I generally do my weekly anti-racist posts on Fridays, but decided to change my routine this week due to recent events. Violence against Asians in the United States is on the rise, unfortunately. Although we do not have evidence, yet, that yesterday’s terrible murder of six Asian women in Atlanta was a hate crime, it is not an isolated incident. While I cannot stop hate, I can work on becoming less White-centric and more open to many cultures – and encourage others to do the same. I am sad to say that when I was in the classroom, I usually guided my students toward literature by White authors with whom I was mostly familiar. I would change that now. So, to continue my theme of poetry for this week, I would like to highlight AAPI (Asian American and Pacific Islander) poetry today. I also want to remind you of a resource I mentioned awhile ago, Teach Living Poets, where you can find a diverse group of poets from many races and cultures.

Asian/Pacific American Heritage Month is in May in the United States, and Poets.org has a page dedicated to this celebration. I think because I have a daughter in college I am particularly moved by, “For a Daughter Who Leaves,” by Janice Mirikitani – which voices the universal bittersweet feeling that mothers have as they watch their daughters become more independent.

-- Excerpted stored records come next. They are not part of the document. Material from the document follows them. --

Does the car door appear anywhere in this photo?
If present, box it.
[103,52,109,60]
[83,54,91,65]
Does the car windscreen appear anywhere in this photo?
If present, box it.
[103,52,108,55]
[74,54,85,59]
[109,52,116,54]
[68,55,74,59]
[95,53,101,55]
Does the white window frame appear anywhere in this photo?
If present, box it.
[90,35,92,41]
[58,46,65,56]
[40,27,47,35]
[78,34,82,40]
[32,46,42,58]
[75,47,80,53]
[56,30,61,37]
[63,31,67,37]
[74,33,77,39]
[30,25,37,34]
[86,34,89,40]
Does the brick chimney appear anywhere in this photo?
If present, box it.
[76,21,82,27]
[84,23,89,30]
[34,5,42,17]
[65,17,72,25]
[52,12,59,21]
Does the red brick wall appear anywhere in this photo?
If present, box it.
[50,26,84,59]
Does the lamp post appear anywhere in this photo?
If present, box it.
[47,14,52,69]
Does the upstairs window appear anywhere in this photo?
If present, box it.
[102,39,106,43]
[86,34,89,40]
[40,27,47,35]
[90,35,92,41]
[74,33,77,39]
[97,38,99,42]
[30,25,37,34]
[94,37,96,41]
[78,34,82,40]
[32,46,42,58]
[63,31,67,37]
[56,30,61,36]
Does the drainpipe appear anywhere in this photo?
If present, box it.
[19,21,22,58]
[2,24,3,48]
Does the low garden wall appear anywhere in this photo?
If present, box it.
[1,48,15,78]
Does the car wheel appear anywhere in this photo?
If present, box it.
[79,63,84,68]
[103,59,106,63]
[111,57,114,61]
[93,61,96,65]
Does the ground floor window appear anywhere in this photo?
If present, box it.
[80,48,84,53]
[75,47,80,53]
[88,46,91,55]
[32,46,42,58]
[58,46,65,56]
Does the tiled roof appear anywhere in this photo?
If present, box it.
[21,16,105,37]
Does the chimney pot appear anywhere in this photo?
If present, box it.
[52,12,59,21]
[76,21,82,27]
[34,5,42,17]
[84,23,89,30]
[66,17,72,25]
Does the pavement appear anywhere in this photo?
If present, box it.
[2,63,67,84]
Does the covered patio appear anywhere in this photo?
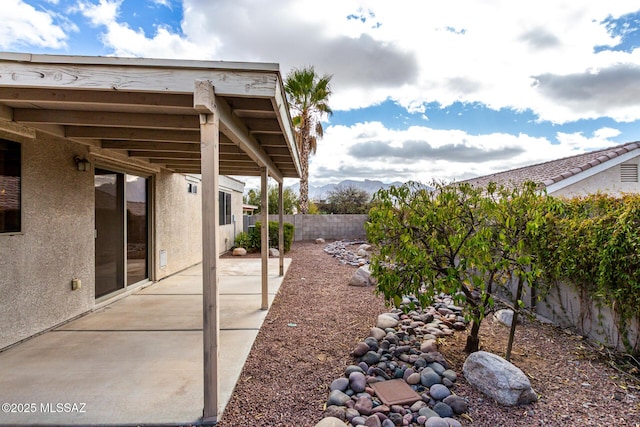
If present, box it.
[0,52,301,423]
[0,257,291,425]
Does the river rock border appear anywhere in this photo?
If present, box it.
[318,295,469,427]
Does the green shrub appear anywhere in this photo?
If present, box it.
[254,220,295,253]
[234,232,252,250]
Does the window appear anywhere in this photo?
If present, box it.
[219,191,232,225]
[620,164,638,182]
[0,139,21,233]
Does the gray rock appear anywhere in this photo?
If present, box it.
[494,309,516,327]
[421,339,438,353]
[268,247,280,257]
[346,407,360,422]
[418,407,440,418]
[433,401,453,418]
[429,384,451,401]
[443,418,462,427]
[443,395,468,414]
[327,389,351,406]
[463,350,538,406]
[442,369,457,383]
[370,327,386,340]
[350,264,375,287]
[425,418,449,427]
[420,367,442,387]
[377,314,399,329]
[330,377,349,392]
[345,365,365,376]
[429,362,446,376]
[351,342,370,357]
[323,405,346,420]
[362,351,381,365]
[315,238,326,244]
[381,419,395,427]
[349,371,367,393]
[314,416,346,427]
[352,416,366,426]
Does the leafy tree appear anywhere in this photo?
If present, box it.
[366,181,547,353]
[243,186,298,214]
[284,66,333,214]
[325,185,372,214]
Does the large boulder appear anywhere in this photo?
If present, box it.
[349,264,375,287]
[463,351,537,406]
[232,247,247,256]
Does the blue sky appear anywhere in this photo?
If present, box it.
[4,0,640,186]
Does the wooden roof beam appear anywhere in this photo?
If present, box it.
[14,109,200,129]
[102,140,200,152]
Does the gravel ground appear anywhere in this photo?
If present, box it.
[217,241,640,427]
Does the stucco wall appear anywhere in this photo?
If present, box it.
[0,130,94,350]
[154,171,203,279]
[552,160,640,197]
[219,176,244,253]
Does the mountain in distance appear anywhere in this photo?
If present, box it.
[287,179,405,201]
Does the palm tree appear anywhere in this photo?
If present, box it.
[284,66,333,214]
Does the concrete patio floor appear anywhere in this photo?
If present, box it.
[0,257,291,426]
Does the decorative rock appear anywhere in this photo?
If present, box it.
[494,309,516,327]
[432,402,453,418]
[418,407,440,418]
[346,408,360,422]
[352,416,366,426]
[420,367,442,387]
[350,264,375,287]
[351,342,370,357]
[327,389,351,406]
[425,418,449,427]
[365,415,382,427]
[421,339,438,353]
[232,247,247,256]
[350,371,367,393]
[370,327,386,341]
[406,372,421,385]
[355,396,373,415]
[323,405,346,420]
[377,314,399,329]
[428,362,446,376]
[314,416,346,427]
[443,395,468,414]
[330,377,349,392]
[268,247,280,257]
[429,384,451,401]
[345,365,365,376]
[362,351,381,365]
[443,418,463,427]
[315,238,326,244]
[442,369,457,383]
[463,351,538,406]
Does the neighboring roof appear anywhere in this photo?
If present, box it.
[462,141,640,189]
[0,52,300,181]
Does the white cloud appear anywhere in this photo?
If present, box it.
[74,0,215,58]
[307,121,621,185]
[0,0,70,50]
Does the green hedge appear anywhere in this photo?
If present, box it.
[234,220,294,253]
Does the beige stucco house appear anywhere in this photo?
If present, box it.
[0,52,300,422]
[463,141,640,197]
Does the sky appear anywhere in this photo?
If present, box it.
[3,0,640,188]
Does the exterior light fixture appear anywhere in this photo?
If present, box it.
[74,156,91,172]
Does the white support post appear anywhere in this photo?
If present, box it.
[261,168,269,310]
[196,80,220,424]
[278,181,284,276]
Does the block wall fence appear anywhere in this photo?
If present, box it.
[243,214,369,242]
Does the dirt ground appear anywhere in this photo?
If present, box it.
[217,241,640,427]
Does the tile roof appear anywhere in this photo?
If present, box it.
[461,141,640,188]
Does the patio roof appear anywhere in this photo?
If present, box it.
[0,52,300,181]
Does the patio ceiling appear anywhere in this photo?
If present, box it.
[0,52,300,181]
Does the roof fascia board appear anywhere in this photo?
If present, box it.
[0,60,278,98]
[546,149,640,194]
[0,51,280,73]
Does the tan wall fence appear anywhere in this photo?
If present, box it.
[244,214,369,242]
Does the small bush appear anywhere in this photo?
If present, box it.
[254,220,295,253]
[234,232,252,250]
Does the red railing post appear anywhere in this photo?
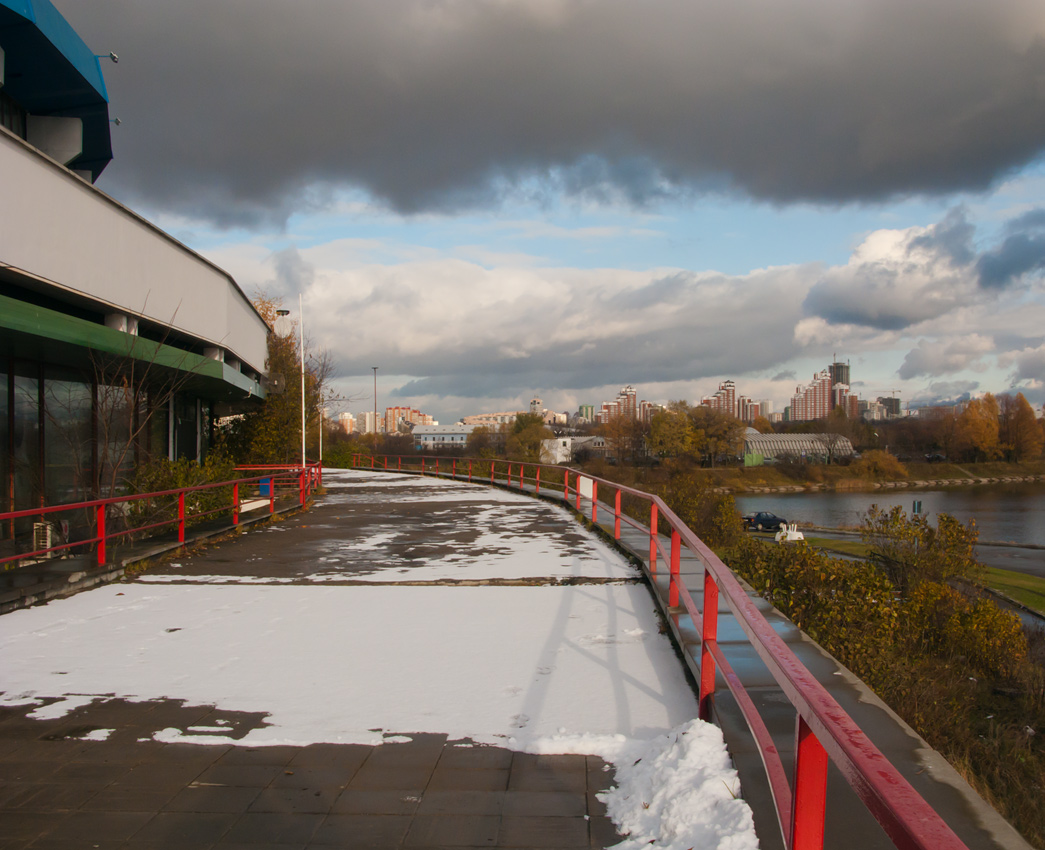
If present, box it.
[648,503,658,574]
[563,469,570,501]
[269,478,276,514]
[790,717,829,850]
[614,489,621,539]
[469,460,473,482]
[436,458,440,475]
[699,569,719,721]
[233,482,240,526]
[422,457,426,475]
[384,456,388,470]
[490,462,495,484]
[591,481,598,523]
[669,528,681,607]
[575,476,582,511]
[398,456,402,470]
[507,463,512,487]
[371,455,375,469]
[536,467,540,495]
[178,492,186,543]
[299,470,306,506]
[453,458,457,478]
[96,504,106,566]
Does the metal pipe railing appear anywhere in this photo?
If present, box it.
[351,452,969,850]
[0,462,322,569]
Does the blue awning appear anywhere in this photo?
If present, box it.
[0,0,112,180]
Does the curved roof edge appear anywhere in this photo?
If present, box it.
[0,0,112,180]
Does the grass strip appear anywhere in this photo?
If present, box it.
[984,567,1045,616]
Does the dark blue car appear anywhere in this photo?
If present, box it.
[742,511,787,532]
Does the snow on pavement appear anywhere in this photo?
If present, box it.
[0,467,759,849]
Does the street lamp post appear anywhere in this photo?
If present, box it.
[299,294,306,469]
[372,366,379,446]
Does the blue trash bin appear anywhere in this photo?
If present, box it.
[259,477,272,497]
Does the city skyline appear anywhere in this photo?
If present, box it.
[64,1,1045,427]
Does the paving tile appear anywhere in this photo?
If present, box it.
[436,745,514,770]
[364,738,446,769]
[403,813,500,846]
[269,766,355,790]
[346,765,433,793]
[114,761,209,789]
[589,813,623,848]
[503,790,586,817]
[42,810,154,842]
[194,762,286,787]
[585,757,616,793]
[163,784,263,813]
[2,781,100,811]
[310,813,412,845]
[0,810,68,841]
[508,756,586,793]
[288,743,370,769]
[49,761,130,785]
[0,760,62,783]
[221,811,325,844]
[129,810,239,844]
[331,789,424,815]
[215,746,298,767]
[498,815,590,847]
[248,786,339,814]
[426,768,509,792]
[79,785,179,813]
[415,790,504,816]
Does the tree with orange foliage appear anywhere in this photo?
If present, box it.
[954,393,1001,462]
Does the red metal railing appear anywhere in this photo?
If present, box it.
[0,463,321,569]
[351,453,968,850]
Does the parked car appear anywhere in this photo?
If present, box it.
[742,511,787,532]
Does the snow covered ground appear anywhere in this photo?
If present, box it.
[0,468,759,849]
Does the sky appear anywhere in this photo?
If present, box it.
[65,0,1045,424]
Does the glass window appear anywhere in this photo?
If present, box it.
[43,369,94,506]
[12,364,41,513]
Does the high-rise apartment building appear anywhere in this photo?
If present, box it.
[338,412,356,433]
[829,360,850,388]
[789,371,833,421]
[701,380,737,417]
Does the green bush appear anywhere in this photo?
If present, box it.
[904,581,1028,680]
[129,454,236,531]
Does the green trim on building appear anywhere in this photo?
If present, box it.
[0,293,264,401]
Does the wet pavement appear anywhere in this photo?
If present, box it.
[0,699,617,849]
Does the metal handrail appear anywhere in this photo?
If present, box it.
[353,453,968,850]
[0,462,322,568]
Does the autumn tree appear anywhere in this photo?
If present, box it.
[861,505,982,596]
[687,406,745,467]
[506,413,552,462]
[997,392,1044,461]
[953,393,1001,462]
[649,407,694,458]
[751,415,774,434]
[217,294,331,464]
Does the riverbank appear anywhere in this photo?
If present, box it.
[706,459,1045,493]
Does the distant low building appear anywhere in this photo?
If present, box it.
[414,423,476,450]
[540,436,605,464]
[461,411,523,427]
[743,429,855,465]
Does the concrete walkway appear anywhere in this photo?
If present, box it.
[0,469,720,849]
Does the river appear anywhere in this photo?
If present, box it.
[735,482,1045,581]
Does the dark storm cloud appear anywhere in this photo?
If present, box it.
[66,0,1045,226]
[771,371,797,382]
[976,208,1045,288]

Poetry Foundation also has a page devoted to AAPI poets. My sense of humor was tickled by one that I randomly chose by James Masao Mitsui, “New Lines for Fortune Cookies.” Another selection I happened upon was an ekphrastic poem by Victoria Chang, “Edward Hopper’s Office at Night.”

Lists of poetry are overwhelming to teachers who are new to the titles and authors, so these lesson plans from Advancing Justice – LA might be helpful. Poets.org also has lessons for specific AAPI poems here. KQED has a lesson plan to accompany the video, Discovering Angel Island: The Story Behind the Poems about the imprisonment of Asians attempting to move to the United States in the early 1900’s.

I will be adding this post to my poetry Wakelet along with the others from this week. In addition, it will be added to my growing list of anti-racism resources. And, please remember, that we can only be anti-racist if we actively work to eliminate racism; silently witnesses are also complicit.